Etihad will start the trial at Abu Dhabi’s Airport in April 2020 and it will continue during May. Initially, the tests will be carried out with the help of volunteers, and, as flights resume, outbound passengers. Through this automated health screening, passengers are expected to return to travel sooner.
The system works with voice recognition, which means no touch of surfaces with viruses or bacteria. The system will then alert qualified staff on-site, which can provide further verification of travelers. The self-service technology can be installed at various points in the airport, including check-in, bag drop, security and immigration gates.
As Jorg Oppermann, Vice President Hub and Midfield Operations of Etihad Airways highlighted, “This technology is not designed or intended to diagnose medical conditions”. “It is an early warning indicator which will help to identify people with general symptoms, so that they can be further assessed by medical experts, potentially preventing the spread of some conditions to others preparing to board flights to multiple destinations.”
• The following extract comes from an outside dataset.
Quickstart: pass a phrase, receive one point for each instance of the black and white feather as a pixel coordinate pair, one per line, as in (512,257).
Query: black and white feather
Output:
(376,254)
Novel Coronavirus (SARS-CoV-2, also known as COVID-19) is a new strain of coronavirus which is causing illness in humans and animals. Most people infected with the COVID-19 coronavirus will feel mild to moderate respiratory illness and recover without any special treatment. Older people, as well as those with underlying medical problems like cardiovascular disease, chronic respiratory disease, cancer or diabetes, are more likely to develop serious illness, and require immediate assistance. Novel Coronavirus was first identified in a cluster with pneumonia symptoms in Wuhan city, Hubei province of China, quickly spreading around the world. On early March 2020, the coronavirus COVID-19 pandemic had officially started, becoming the defining global health crisis of our time. Today, it is the greatest challenge people have faced since World War II, worsened by subsequent lockdowns of whole countries, collapse of entire industries, and a major economic recession.